5.”再生の神力”

 白馬、青馬、栗毛の馬の順に、森の中を駆ける。


「キラ! 振り向いてはなりません! 落とされては一巻の終わりです!」

「でも……!」

 キラは轟く叱責にも関わらず、振り向いた。

 白馬の右後ろにピッタリ青馬をつけるリリィ。少し離れて、ランディの操る栗毛の馬がしんがりを走っている。


 そしてそのまた後ろに、〝大鬼〟オーガが迫っている。

 流れ行く景色の中、老人は巧みに馬を操り、木や木の根や低木を避ける。一方でオーガは、巨体と腕力で障害物をはねのけ走っている。
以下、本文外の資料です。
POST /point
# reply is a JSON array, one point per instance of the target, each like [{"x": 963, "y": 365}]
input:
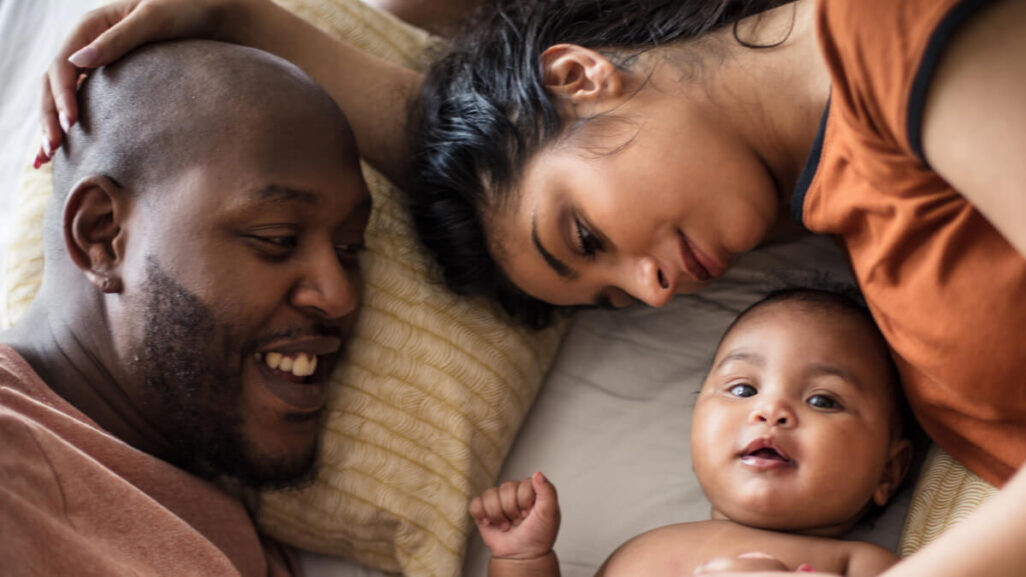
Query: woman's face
[{"x": 661, "y": 205}]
 その差は縮まるばかり――ついにランディは刀を解き放った。


「キラくん! ユニィに掴まっていなさい!」

 老人の怒号を合図に、白馬が速度を上げる。

 そのスピードといったら。

 顔を上げていると息もできなくなるほどだった。

 キラは必死になって白馬の首にしがみつき――やがて、ピタリと止まる。

「ユニィ、どうしたの……あ」


 体を起こすと、あたりはガラリと変わっていた。

 周りを囲んでいた木々がぐんと遠くなり、爽やかな風が吹き抜ける。さあっと通り過ぎていく風が草原をなで、つややかな色を波立たせる。
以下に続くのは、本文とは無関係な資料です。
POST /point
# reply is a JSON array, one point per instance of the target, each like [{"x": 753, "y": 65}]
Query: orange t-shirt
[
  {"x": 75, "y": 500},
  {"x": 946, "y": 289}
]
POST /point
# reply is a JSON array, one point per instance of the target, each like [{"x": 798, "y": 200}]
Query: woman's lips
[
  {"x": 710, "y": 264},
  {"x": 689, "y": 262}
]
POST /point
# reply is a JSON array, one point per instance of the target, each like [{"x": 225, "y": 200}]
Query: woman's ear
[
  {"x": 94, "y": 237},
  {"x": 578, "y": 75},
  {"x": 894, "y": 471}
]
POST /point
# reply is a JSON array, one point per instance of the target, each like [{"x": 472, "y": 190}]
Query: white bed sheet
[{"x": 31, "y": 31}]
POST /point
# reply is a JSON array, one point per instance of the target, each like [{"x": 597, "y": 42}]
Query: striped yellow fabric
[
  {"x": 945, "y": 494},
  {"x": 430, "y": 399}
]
 空を見れば、木々も枝も何も遮ることのない青色が広がり……場違いにも、キラは開けた自然に唖然としていた。


「――そうだ。リリィは……ランディさんは?」

 白馬のユニィが、場所を示すように体を向ける。

 青馬を駆るリリィが、森から出てきたところだった。

 彼女は黄金のポニーテールをはためかせ、手綱で愛馬に合図を送る。キラに近づいたところで、森の方へ方向転換しつつ、停止させる。
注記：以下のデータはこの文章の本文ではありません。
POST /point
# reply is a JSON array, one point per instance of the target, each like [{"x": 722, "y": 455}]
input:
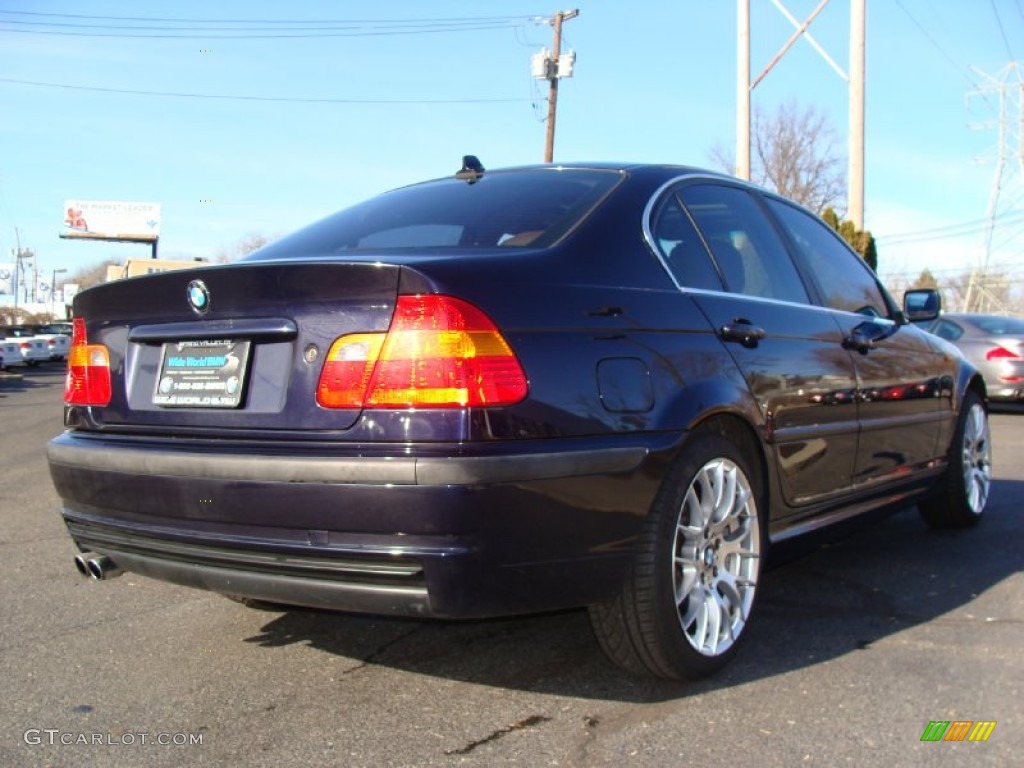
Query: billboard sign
[{"x": 91, "y": 219}]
「びっくりしましたわ……あっという間にいなくなるんですもの。さすが、英雄の愛馬ですわね」

「僕も、一瞬何が起こったか分からなかったよ。それで、ランディさんは?」

「わかりません。途中から姿が消えてしまって――ん、いました!」


 老人と栗毛の馬は、リリィが出てきたところから少し離れて姿を現した。

 続けて、大鬼が幾本もの樹木を弾き飛ばしながら、森から出てきた。

「リリィくん! 手出しは無用だ!」

 老人は見向きもせずに、リリィの動きを把握していた。


 その直後、大鬼に追いつかれる。

 背中に迫る、巨大な剣。

 それをランディは、

「え……っ!」

 リリィも驚くほど簡単に、刀で斬った。

 真っ二つに折られた剣が宙に舞い、その衝撃でオーガが体勢を崩す。

 巨体が、老人に力負けしたのだ。不細工なうめき声とともに、尻餅をつく。


「すごい……! あれ、普通じゃないよね?」

「ええ。さすが、”英雄”と讃えられた方ですわ」

 キラはもちろん、リリィも釘付けになっていた。


 馬から降りた”不死身の英雄”は、改めて鬼と対峙した。

 立ち上がった魔獣はおびえている。ただ、ただ……その巨体を目いっぱいに大きく見せて吠えるだけの、獣と成り下がっていた。

 汚い雄叫びを上げつつ、拳を振り上げる。

 が……。

「圧倒的、でしたわね」


 老人のほうが、はやかった。

 懐に忍び込む足運びも、両手でしかと振り上げられた刀も。目に見えないくらいに速く、そして静かだった。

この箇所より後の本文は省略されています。